Alternate method…fails differently
If I turn off secure boot and use Legacy instead of UEFI, I can get the Full Restore Wizard, can install the drivers and the Wizard appears to find my Realtek PCIe GBE Family Controller. But when I continue, the Wizard cannot find my DX4000 on the network, by name or IP address.
Any obviously wrong things I’m doing? Thanks so much for your help.
You will have to be booted uEFI to do the restore but security disabled.
You can hold down ctrl-alt-shft and get a cmd prompt in this restore thing and do ipconfig to see if it really loaded the network drivers
make a fat bootable thumb and copy the files to it should boot
when do you get the winload error and what is it exactly?
Thanks so much, Gramps. The KB2781274 patch is applied, done in 2013.
I set the Boot to Security disabled but to use UEFI.
Your excellent tip to use ctrl-alt-shift did indeed open a cmd prompt and ipconfig /all shows no hardware, just a loop back adapter.
ipconfig /renew complains that there is no adapter that can be renewed.
So it appears that although the Wizard finds the Realtek NIC after scanning the “Drivers for Full Restore” folder, it is not really using it.
Any thoughts?
Edit: Turning off security got me past the winload.efi error. But to satisfy curiosity, it was a 0xC00000428 error with a black screen, it appears just after the progress bar ends on the initial boot.
Realtek drivers can be wonkey without the full OS. Specifically, the thread says to do this:
Go to the Realtek website, click on Downloads
Click on Realtek PCIe GBE Family Controller Series Drivers from the Quick Links section on the right.
Locate and download the WinXP/Win Server 2003 Driver to your computer. I created a folder called Realtek Drivers for this purpose.
Now I am getting an IP address, can find the server, get a list of backups, etc. etc.

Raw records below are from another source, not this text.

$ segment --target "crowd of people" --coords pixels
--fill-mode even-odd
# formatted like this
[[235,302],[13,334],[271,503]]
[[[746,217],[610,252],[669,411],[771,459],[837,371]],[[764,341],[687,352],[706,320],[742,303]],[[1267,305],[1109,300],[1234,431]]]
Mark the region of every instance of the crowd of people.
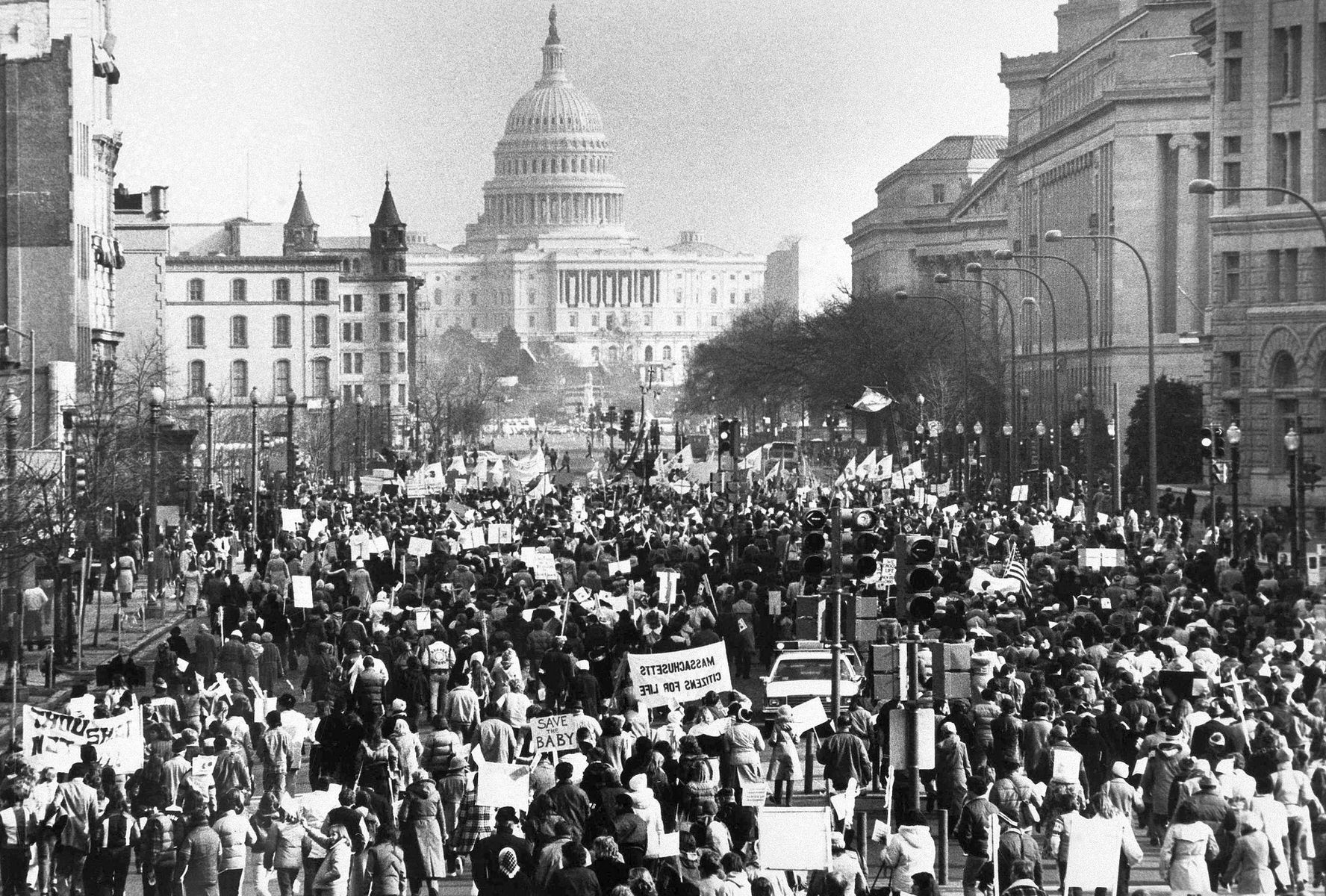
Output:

I could not have done this without knowing the ctrl-alt-shift trick, I still had to run an ipconfig /renew to get an IP V4 address, weird.
So it failed with a network error during restore. I am doing some “plan B” stuff before I make other attempts to restore directly from the DX4000.
Early on when I bought this device, I did a couple of bare metal restores and it was dead simple.
Now it’s gone from “it just plain works” to days of troubleshooting and annoyance for the BMR, The individual file restore still is rock solid and super convenient though.
Is Server 2012 essentials any better with modern clients and UEFI etc?
I ended up succeeding in my restore…only because I was restoring to exactly the same hard drive. In test runs attempting o use a different sized HD in the client, I never could get the partitioning offset correct for a restore that would boot.